Marty Beller Mask (Album Raises New and Troubling Questions, 2011)
One of the band’s most absurd songs, revealing drummer Marty Beller’s secret identity: Whitney Houston, who got sick of all the attention and really just wanted to play the skins in a rock band. The song was retired from live performance after less than a year when Whitney Houston was found dead.
Particle Man (Flood, 1990)
Not a personal favorite, but certainly an essential song in the TMBG canon. Often reinterpreted live to great effect–my personal favorite is “Particle Mo,” recorded live in 2005 with Corn Mo and featuring dueling accordions. Like “Istanbul,” this is a gateway song through which many fans discovered the band–on Tiny Tunes Adventures.

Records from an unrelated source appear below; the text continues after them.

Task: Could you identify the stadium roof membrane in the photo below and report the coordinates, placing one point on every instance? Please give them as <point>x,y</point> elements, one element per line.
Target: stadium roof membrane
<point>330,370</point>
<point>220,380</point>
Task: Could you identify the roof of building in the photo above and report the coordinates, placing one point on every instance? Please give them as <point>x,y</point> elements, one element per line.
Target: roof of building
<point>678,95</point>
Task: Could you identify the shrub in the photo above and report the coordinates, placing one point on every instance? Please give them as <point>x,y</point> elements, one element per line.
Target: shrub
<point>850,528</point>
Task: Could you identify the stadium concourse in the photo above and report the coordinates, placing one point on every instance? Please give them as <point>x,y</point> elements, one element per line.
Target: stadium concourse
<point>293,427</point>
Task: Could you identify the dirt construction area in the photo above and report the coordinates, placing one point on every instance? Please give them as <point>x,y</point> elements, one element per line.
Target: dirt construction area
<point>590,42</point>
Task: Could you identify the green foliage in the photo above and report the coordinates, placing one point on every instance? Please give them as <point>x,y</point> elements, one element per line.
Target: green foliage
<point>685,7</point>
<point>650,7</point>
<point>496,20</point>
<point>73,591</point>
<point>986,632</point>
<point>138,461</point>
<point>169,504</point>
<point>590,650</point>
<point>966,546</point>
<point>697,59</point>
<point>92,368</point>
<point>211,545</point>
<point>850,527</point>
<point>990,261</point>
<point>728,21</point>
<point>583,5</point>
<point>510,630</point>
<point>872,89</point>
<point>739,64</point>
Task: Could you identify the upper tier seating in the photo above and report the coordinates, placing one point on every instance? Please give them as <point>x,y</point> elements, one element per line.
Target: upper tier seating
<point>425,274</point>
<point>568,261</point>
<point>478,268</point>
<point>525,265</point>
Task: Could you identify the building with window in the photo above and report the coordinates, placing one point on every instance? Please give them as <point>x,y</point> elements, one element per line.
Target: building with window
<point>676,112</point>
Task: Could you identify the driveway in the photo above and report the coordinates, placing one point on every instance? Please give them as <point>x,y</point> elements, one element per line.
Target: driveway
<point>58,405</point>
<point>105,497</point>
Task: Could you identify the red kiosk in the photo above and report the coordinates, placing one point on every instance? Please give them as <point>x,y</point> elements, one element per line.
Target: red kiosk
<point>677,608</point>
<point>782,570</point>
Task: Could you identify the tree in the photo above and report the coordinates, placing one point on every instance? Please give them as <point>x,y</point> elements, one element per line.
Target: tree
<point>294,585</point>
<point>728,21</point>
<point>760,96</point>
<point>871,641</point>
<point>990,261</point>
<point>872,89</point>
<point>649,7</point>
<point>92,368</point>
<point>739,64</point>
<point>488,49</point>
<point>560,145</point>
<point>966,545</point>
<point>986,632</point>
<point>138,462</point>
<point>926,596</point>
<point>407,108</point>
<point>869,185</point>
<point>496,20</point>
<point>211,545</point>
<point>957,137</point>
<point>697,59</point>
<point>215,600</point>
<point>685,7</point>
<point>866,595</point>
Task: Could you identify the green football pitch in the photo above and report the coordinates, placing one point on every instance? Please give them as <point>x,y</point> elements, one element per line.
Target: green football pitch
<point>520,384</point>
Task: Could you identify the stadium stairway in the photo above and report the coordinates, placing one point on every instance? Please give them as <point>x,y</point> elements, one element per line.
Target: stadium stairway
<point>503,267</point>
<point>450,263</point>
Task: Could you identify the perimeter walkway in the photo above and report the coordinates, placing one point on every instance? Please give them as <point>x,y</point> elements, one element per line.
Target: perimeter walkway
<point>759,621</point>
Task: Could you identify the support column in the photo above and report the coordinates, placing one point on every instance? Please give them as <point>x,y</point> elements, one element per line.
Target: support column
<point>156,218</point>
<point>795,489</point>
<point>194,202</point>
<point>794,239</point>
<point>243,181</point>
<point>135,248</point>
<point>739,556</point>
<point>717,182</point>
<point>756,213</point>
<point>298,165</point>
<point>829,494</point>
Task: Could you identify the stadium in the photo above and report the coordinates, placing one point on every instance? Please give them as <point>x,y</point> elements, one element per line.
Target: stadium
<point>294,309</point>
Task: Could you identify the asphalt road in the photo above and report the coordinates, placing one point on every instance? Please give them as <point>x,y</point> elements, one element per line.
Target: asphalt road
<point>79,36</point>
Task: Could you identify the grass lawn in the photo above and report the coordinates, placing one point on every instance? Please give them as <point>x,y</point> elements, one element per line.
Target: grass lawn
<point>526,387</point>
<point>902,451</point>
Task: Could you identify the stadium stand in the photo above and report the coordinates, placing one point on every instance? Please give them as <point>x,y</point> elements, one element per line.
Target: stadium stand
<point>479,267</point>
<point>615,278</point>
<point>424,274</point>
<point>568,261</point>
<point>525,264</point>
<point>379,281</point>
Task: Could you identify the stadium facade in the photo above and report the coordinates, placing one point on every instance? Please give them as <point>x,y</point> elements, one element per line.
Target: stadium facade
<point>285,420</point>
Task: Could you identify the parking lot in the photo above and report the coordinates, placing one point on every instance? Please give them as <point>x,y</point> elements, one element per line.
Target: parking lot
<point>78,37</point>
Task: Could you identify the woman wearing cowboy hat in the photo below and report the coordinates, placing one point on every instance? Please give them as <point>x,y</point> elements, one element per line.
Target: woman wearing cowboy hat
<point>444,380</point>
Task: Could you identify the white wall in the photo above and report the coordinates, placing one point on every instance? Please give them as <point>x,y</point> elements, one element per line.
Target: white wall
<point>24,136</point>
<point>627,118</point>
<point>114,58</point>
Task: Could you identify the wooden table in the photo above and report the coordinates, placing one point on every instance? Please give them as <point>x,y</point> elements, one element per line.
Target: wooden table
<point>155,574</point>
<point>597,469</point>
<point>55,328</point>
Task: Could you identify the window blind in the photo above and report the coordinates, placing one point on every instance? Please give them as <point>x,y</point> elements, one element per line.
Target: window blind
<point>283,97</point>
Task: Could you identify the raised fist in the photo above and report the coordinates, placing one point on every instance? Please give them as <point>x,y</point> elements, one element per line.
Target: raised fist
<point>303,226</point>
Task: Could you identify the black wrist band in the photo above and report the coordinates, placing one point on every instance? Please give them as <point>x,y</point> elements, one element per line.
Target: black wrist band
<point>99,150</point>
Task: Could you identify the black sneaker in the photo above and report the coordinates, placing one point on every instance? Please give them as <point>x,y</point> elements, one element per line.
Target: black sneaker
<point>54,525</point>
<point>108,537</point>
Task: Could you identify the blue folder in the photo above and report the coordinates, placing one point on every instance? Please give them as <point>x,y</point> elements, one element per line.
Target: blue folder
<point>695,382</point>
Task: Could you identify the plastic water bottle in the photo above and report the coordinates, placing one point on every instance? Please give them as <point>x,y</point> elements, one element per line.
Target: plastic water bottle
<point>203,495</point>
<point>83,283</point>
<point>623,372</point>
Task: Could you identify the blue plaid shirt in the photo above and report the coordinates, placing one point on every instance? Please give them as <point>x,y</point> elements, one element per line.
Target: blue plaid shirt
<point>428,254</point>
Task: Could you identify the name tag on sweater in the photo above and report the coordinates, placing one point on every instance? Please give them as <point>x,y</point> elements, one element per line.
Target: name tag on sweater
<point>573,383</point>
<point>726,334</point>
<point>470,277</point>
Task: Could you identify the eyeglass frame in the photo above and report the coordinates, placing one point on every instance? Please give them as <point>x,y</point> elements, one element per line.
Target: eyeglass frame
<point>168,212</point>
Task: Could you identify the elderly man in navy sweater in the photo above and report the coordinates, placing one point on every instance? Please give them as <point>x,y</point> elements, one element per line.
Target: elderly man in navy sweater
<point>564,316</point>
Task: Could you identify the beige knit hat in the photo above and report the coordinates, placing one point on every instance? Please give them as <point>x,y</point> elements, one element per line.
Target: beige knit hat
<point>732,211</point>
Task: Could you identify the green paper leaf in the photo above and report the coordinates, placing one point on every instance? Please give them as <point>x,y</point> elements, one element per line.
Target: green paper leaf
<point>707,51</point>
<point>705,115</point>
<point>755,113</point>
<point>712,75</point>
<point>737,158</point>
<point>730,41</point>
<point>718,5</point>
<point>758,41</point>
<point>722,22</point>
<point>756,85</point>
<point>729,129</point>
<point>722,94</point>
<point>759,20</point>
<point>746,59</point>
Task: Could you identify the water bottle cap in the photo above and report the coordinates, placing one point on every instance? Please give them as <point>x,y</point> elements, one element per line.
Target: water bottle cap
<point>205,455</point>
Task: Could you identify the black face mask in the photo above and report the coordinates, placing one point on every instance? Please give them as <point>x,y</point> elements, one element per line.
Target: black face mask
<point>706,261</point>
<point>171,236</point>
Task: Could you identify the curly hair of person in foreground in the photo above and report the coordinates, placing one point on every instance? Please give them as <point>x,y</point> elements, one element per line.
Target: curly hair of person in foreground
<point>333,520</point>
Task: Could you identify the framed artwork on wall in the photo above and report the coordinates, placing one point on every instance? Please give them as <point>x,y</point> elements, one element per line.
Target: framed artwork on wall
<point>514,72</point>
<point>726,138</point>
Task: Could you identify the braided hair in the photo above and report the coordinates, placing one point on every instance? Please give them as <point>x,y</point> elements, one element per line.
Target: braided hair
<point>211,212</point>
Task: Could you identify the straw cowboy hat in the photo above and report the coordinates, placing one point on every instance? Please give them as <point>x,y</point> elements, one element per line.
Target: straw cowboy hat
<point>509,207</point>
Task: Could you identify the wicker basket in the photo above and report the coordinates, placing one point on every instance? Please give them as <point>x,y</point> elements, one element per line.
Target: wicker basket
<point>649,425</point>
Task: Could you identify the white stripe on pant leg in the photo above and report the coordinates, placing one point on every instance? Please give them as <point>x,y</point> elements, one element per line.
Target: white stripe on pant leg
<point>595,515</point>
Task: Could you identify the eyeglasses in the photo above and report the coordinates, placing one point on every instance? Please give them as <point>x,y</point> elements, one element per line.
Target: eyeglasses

Stormy Pinkness (Istanbul (Not Constantinople) (EP), 1990)
A favorite mostly because for many years I knew it only through a poor recording at a live performance in Germany. The shouts of the German audience on the track were a bonus.
Experimental Film (The Spine, 2004)
One of several collaborations with the Brothers Chaps of HomestarRunner.com, this one came with a flash-animated music video starring the King of Town and his loyal subjects.
Man, It’s So Loud In Here (Mink Car, 2001)
It’s a little odd that no cuts from Mink Car made this list, when that’s one of my favorite They Might Be Giants records. I guess the album, while generally great, doesn’t have any one song that jumps out of the discography–though this, one of TMBG’s few attempts at techno, is a regular on my workout playlist.
Shoehorn With Teeth (Lincoln, 1988)
Honorable mention mostly for the live performances, which were preceded by a long introductory song announcing the arrival of a glockenspiel and its player to the stage, all to play three notes on “Shoehorn.” Retired, along with the glockenspiel, in 2002–though hardcore fans (like Yours Truly) to this day shout for the glockenspiel at live performances.
Alex says: Having witnessed the band play this (with Glock) in St. Petersburg, FL circa 1997… I recall the glockenspiel sitting front-n-center on the stage for the whole show… it was out there, in front of the band for 8-10 songs before they used it. I Loved that. Also… the conga line got really out of control at that show. That said, both my parents accompanied my 17yr old self to that show… and they were both in the conga line.